履物業界は毎年大量に輸出しているため「外貨獲得ビジネス」とみなされており、ベトナムにおける一大産業である。

しかし、原材料不足、貧弱なデザイン、資本不足や輸出能力の限界により、ベトナム履物業界は「名ばかりですっからかん」となっている。

ベトナム皮革履物鞄協会(Lefaso)のDuong Hong Nhung書記は、7月中旬に開催された第18回国際履物展示会において、ベトナムの製靴企業は生産に必要な原材料のほとんどを輸入しなければならず、ベトナムでの生産コストが増大していると述べた。
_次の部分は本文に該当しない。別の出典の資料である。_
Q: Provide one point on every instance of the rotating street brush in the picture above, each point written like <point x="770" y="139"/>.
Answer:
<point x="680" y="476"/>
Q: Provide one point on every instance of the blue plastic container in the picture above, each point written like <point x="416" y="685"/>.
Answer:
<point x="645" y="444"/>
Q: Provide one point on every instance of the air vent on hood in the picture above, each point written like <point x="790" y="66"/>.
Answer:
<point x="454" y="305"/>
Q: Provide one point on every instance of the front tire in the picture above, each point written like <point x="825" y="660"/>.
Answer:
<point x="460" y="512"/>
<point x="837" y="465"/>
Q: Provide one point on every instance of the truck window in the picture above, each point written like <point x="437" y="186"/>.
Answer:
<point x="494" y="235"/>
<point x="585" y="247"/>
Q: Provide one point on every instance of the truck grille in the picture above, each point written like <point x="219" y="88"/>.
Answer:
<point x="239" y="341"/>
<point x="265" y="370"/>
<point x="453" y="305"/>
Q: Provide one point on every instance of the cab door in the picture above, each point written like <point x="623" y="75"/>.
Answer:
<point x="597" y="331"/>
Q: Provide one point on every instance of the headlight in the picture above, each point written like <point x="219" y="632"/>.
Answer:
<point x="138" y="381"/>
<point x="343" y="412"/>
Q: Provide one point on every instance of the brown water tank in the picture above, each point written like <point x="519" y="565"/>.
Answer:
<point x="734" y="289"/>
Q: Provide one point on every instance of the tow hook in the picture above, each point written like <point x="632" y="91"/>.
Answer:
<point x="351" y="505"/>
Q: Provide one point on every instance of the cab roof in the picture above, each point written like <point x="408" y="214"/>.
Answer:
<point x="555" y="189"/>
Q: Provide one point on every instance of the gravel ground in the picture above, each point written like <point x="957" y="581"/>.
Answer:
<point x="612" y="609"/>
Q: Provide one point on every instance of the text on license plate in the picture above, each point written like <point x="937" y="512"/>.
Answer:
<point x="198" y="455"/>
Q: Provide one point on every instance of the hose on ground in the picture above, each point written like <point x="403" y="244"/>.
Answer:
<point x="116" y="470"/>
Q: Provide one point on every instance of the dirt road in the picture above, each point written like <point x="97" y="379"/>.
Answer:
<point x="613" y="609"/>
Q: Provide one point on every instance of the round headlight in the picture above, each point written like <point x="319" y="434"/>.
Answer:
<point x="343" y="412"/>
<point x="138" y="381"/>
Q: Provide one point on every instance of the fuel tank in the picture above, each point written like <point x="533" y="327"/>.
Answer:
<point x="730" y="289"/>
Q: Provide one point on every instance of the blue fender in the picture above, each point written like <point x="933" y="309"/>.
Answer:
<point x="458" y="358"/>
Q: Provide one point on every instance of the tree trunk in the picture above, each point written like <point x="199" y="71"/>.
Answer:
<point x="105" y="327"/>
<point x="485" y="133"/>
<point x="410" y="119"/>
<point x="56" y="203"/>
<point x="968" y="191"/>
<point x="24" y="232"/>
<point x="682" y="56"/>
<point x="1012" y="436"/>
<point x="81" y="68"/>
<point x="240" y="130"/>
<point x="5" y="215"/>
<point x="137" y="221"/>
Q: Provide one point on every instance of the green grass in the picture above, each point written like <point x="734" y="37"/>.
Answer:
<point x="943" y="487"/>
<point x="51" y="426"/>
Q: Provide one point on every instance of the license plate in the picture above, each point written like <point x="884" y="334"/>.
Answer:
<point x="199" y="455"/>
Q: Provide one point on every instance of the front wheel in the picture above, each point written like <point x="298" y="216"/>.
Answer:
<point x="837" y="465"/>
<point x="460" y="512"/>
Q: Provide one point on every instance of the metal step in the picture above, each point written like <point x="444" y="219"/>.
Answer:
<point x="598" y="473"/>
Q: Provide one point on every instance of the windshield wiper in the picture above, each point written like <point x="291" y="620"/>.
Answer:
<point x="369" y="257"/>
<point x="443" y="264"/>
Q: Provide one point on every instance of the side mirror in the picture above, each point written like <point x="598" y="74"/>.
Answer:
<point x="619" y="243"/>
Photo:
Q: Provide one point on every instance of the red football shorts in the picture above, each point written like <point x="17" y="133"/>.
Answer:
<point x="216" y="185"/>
製靴企業らはまた、リーズナブルなコストで資金を利用するのが難しいという問題も抱えている。

ハンドバック、財布やベルト等を製造するViet Khanh Phu社のLe Dinh Dangセールス&マーケティング部長は、ベトナムの生産者が生産に必要な原材料のサプライヤーをコントロールすることができず、このことが皮革履物業界にとって深刻な問題となっていることを認めた。

Dang氏は、ほとんどのベトナムの製靴企業が、主に中国、台湾、韓国、イタリアから原材料の約90%を輸入しなければならない状況にあると見ている。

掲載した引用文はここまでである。